Elle souligne notamment le nouveau dispositif dérogatoire d'« accès direct » prévu à l' article 36 , permettant un accès anticipé des patients à l'innovation . Sont concernés des médicaments présentant un service médical rendu suffisant et une amélioration même mineure, dès l'autorisation de mise sur le marché obtenue et l'avis de la Haute Autorité de santé rendu. La commission est cependant réservée sur la bonne articulation avec le dispositif d'accès précoce réformé en 2020.
S'agissant des dispositifs médicaux, la commission se félicite de la création, à l' article 24 , d'un régime de prise en charge de droit commun des dispositifs médicaux numériques de télésurveillance et, à l' article 33 , d'un accès à une prise en charge anticipée pour ceux de ces dispositifs qui présenteraient un caractère innovant. La commission a formulé deux exigences : garantir l'interopérabilité des données collectées et exportées par les dispositifs médicaux numériques et renforcer le conditionnement de la prise en charge à l'utilisation effective par le patient du dispositif dans le cadre d'une activité de télésurveillance médicale.

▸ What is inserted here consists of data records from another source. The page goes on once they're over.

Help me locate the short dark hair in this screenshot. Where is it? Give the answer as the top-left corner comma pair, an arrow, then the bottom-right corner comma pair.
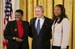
15,9 -> 23,16
53,4 -> 68,23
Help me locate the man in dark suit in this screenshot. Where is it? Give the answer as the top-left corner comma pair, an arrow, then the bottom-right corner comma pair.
29,6 -> 52,49
4,9 -> 29,49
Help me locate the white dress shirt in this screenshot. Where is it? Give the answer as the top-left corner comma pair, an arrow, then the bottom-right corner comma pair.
52,18 -> 70,49
35,16 -> 45,29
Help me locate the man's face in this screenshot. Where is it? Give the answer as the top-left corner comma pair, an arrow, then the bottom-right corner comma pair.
15,12 -> 22,21
35,7 -> 43,18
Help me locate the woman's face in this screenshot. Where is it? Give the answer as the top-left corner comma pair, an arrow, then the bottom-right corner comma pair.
54,6 -> 61,16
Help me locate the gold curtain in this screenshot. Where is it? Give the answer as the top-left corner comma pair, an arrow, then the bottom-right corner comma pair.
20,0 -> 75,49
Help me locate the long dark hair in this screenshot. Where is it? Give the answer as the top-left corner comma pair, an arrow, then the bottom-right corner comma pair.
53,4 -> 68,23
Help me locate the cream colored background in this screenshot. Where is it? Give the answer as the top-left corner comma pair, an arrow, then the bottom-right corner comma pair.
0,0 -> 75,49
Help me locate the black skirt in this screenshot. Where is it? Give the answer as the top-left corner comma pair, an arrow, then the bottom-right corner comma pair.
52,46 -> 69,49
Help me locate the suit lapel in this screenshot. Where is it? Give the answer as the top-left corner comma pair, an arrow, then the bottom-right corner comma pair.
39,18 -> 46,35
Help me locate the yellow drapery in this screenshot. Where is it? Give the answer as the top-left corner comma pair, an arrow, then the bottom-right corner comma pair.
20,0 -> 75,49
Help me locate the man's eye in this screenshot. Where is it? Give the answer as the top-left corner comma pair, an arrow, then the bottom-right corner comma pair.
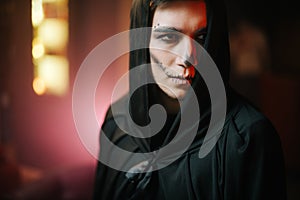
158,34 -> 179,43
195,33 -> 206,45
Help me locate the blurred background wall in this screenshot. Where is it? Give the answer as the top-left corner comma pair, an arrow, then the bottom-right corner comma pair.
0,0 -> 300,199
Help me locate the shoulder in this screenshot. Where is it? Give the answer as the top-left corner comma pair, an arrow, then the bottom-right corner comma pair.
226,90 -> 280,152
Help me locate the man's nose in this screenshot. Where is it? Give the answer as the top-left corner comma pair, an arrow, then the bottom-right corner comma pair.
178,37 -> 198,68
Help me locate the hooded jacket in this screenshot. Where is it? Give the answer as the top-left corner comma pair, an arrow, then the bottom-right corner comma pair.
94,0 -> 286,200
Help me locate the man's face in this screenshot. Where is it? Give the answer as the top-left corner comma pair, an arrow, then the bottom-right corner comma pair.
150,1 -> 207,99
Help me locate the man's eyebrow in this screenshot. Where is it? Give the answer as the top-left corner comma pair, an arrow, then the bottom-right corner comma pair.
153,26 -> 207,35
195,27 -> 207,35
153,26 -> 182,33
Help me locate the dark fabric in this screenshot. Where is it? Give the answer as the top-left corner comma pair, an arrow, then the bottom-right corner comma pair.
94,91 -> 286,200
94,0 -> 286,200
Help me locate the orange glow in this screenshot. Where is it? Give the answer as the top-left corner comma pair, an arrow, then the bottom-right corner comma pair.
32,77 -> 46,95
32,43 -> 45,59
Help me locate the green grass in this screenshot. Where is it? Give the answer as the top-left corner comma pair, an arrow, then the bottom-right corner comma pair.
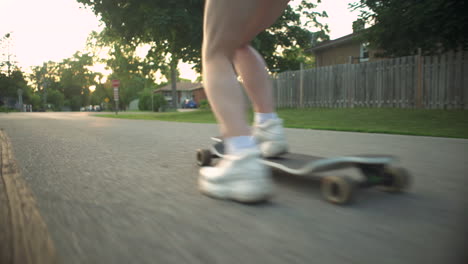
98,108 -> 468,138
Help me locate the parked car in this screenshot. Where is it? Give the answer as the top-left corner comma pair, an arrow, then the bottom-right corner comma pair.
182,99 -> 197,108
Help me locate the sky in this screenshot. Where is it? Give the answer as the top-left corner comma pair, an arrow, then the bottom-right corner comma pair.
0,0 -> 358,80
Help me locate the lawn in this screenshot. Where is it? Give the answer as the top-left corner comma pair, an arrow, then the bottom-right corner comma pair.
98,108 -> 468,138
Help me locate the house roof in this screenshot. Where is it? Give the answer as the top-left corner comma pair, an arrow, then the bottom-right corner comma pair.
307,33 -> 357,52
154,82 -> 203,92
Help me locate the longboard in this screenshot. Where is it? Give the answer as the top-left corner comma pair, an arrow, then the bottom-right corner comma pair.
197,137 -> 411,204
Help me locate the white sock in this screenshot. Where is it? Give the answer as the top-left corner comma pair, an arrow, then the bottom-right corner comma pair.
224,136 -> 257,154
254,112 -> 278,125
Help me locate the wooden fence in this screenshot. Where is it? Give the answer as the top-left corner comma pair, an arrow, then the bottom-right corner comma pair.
273,52 -> 468,109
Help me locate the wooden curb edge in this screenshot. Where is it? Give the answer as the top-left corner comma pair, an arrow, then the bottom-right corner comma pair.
0,130 -> 58,264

Enfin, l' article 38 prévoit une prise en compte bienvenue de l'empreinte industrielle dans la fixation des prix des produits de santé, visant à garantir les approvisionnements au moyen d'un soutien à une localisation européenne des productions.
4. La poursuite ou la généralisation d'expérimentations dans le champ de la santé
Sur le volet de la prévention , le PLFSS comprend une série de mesures disparates qui consistent essentiellement à généraliser ou prolonger des expérimentations :
• à l' article 42 , la commission salue la généralisation de l'expérimentation « Mission : retrouve ton cap ! », dans la prévention du surpoids et de l'obésité chez les enfants, et de l'expérimentation « Au labo sans ordo », pour le dépistage du VIH. Pour que la politique de lutte contre l'obésité soit pleinement opérante, la commission a souhaité reconnaître aux services de santé scolaire et de protection maternelle et infantile un rôle pivot dans la prévention du surpoids ;
• l' article 43 prolonge , pour trois années supplémentaires, l'expérimentation des salles de consommation à moindre risque qui sont transformées en haltes « soins addictions » ;
• s'agissant de l'extension de la gratuité de la contraception à toutes les femmes de moins de 26 ans à l' article 44 , la commission regrette que le Gouvernement ait écarté, dans ses arbitrages, l'extension aux hommes de la gratuité de la contraception.